Because hospitals are local institutions, moreover, citizen interest is typically directed at one hospital, or at most two. As a result, even though most citizens of this country are acutely concerned about their own hospitals, there is no effective unified, national response by citizens to actions that affect hospitals generally. Instead, citizen concern is thoroughly diffused through the thousands of communities. Hospitals are truly an example of a situation where the impact of the whole is unfortunately far less than the sum of its parts.

Community hospitals are concerned that, perhaps as a result of this lack of a national posture, their grave problems are not understood by the Federal bureaucracy or even worse-are understood but are ignored. The organization of CCH was a response to hospitals' fear that the policies underlying the current actions of HEW are putting us on a path that could eventually destroy hospitals' ability to provide the quality of care to which Americans have become accustomed. These policies, whether deliberate or not, could result in a permanent change in the quality of patient care before the public and the Congress realize it has occurred.

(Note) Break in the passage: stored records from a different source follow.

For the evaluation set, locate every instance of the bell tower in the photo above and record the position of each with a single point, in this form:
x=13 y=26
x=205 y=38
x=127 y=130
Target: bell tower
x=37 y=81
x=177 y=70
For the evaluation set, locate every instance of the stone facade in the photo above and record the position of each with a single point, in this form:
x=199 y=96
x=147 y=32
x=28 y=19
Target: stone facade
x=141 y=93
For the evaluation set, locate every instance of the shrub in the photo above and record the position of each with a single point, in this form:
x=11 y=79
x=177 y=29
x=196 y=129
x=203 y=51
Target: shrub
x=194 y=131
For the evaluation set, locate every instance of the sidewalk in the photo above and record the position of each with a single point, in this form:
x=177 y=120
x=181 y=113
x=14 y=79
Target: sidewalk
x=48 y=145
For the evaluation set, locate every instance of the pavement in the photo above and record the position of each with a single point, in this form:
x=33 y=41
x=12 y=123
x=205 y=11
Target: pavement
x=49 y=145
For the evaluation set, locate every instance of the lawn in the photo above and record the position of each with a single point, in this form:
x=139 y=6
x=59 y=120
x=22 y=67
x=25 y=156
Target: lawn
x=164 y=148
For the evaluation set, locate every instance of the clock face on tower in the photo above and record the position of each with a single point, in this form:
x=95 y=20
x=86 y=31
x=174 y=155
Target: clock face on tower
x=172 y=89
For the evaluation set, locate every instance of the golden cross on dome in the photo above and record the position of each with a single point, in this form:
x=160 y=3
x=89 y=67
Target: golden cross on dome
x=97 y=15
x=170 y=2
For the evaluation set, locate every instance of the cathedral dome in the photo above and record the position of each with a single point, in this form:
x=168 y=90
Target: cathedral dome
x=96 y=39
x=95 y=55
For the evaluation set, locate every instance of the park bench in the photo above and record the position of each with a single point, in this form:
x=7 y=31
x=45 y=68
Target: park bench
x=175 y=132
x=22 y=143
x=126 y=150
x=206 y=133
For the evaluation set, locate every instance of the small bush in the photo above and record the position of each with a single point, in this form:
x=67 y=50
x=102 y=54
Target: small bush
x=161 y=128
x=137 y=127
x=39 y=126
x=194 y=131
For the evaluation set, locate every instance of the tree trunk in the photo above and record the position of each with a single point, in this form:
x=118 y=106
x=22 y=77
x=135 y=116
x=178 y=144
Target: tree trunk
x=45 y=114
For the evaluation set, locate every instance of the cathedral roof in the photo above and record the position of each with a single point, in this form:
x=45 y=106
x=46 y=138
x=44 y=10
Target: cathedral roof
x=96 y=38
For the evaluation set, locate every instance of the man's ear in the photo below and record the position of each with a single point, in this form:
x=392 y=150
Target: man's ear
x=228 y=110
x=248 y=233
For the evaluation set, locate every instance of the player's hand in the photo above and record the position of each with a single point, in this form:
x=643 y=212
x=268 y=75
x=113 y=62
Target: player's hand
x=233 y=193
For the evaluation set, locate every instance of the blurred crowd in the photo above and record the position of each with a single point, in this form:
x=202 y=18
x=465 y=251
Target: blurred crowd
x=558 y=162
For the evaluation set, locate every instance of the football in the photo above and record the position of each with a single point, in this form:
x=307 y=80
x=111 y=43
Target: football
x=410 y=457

It must be emphasized that hospitals are entirely unlike most groups who appear before you. They exist to serve the public. Anything that detracts from their ability to do so injures the public interest.

HEW is taking numerous, separate actions that are adversely affecting hospitals and their patients. No action is devastiating in itself, but the cumulative effect of all of them could be. We are grateful that this Committee is undertaking oversight hearings on three specific examples of HEW's actions. We are particularly pleased that these hearings have been initiated by a committee of the House of Representatives. Of all the institutions of the Government, you and the other members of the House are the closest to, and best represent, the concerns of this country's diverse communities and the hospitals that serve those communities. The three programs under review today are merely the tip of the iceberg. At the same time, they present vivid examples of the dangerous trends underlying HEW's actions. We believe that at least six major factors are present:

1. HEW, without Congressional approval, is cutting back on hospital reimbursement as a means of saving Federal dollars without regard to the effect these cutbacks will have on the financial viability of each community's hospital and thus ultimately on the health of American citizens. HEW has shown no signs that it is undertaking the difficult, but essential, balancing process of weighing the benefit of reduced Federal expenditures against the effect that reduction will have on patient care and on the financial viability of the institutions that provide the care.